Esse sofrimento de gênero, quando não tem o reconhecimento do outro, implica que o sujeito não se vê como detentor de um lugar no seio da sociedade...
Ou tem um reconhecimento patológico. É reconhecido como doença. Ou tem reconhecimento marcado por um determinada meta narrativa. Por exemplo, o sofrimento de gênero da mulher. Tem uma meta narrativa que diz “olha, o seu sofrimento, a dor da menstruação, a dor do parto, a natureza já previu, estabeleceu que você tem de sofrer, então, você não pode reclamar, aceita calada isso que está acontecendo com você”. Você tem nesse caso uma política construindo uma modalidade específica de reconhecimento e dizendo que o reconhecimento se dá de uma maneira e não de outra. Você também tem o sofrimento de gênero do homem, que diz que ele não pode chorar. Isso é uma outra ideia, de que o homem sofre calado, não pode se mostrar de outra maneira porque é sinal de vulnerabilidade. Ou o sofrimento dos homossexuais: “Você não pode sofrer, porque é uma escolha que você fez, é uma coisa que é contra a natureza, então, isso não pode estar associado com nenhum tipo de sofrimento porque é uma escolha sua”.

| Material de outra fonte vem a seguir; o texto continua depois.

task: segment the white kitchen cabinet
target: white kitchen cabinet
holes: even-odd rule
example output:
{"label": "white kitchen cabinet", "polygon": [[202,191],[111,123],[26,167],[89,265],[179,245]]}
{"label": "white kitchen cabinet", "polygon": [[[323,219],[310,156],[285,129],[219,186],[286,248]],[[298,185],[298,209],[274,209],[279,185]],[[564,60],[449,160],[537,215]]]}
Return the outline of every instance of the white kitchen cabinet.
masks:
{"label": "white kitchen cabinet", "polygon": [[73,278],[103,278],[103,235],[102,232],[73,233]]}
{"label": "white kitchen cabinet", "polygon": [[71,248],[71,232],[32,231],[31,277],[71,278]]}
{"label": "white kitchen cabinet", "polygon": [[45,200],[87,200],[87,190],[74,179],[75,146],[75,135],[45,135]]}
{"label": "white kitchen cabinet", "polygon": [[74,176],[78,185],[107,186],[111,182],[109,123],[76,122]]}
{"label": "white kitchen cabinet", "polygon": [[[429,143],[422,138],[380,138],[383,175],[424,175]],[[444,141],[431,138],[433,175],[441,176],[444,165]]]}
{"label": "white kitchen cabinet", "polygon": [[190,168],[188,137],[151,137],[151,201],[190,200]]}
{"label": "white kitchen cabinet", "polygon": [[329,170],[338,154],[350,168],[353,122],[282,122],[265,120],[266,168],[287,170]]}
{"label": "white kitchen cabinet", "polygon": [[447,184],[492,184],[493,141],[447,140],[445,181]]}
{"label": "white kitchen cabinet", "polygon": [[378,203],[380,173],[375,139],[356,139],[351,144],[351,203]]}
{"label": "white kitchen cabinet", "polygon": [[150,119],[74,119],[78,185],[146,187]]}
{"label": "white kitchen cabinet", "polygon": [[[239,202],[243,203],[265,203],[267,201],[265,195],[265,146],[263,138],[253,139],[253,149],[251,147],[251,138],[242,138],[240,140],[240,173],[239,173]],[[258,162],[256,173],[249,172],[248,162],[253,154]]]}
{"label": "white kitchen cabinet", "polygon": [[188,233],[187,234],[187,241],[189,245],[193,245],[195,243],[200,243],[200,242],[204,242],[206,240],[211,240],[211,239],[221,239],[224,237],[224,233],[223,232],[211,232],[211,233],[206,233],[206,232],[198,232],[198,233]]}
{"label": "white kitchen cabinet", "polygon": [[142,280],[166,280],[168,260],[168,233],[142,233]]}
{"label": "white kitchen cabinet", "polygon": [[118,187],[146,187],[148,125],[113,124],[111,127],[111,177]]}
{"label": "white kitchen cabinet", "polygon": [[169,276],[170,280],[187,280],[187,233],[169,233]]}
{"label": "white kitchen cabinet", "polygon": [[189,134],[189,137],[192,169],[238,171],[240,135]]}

Tentando entender as razões das pessoas que participaram das manifestações contra a corrupção e o PT, em 15 de março e 12 de abril, dá para observar, nas entrevistas, que as pessoas adotam a livre associação para criticar a realidade. Constroem narrativas que unem informações e fatos espontaneamente, ao sabor do desejo ou do ódio que estão sentindo, mas deixam de lado qualquer critério lógico...
Mas por outro lado, você tem de ver que tem sempre uma certa parasitagem da ciência. Tem gente que vai dizer assim, “Você é de esquerda?! Então você tem um problema mental, você é um petralha, você tem uma forma de deficiência mental, você não consegue entender direito o mundo, tem um problema”. Ser de esquerda, nesse caso, significa que você não está às voltas com uma interpretação de mundo que produz certo desassossego, inquietação ou indignidade, mas você tem esse “sofrimento” a ser tratado no médico, e não em praça pública.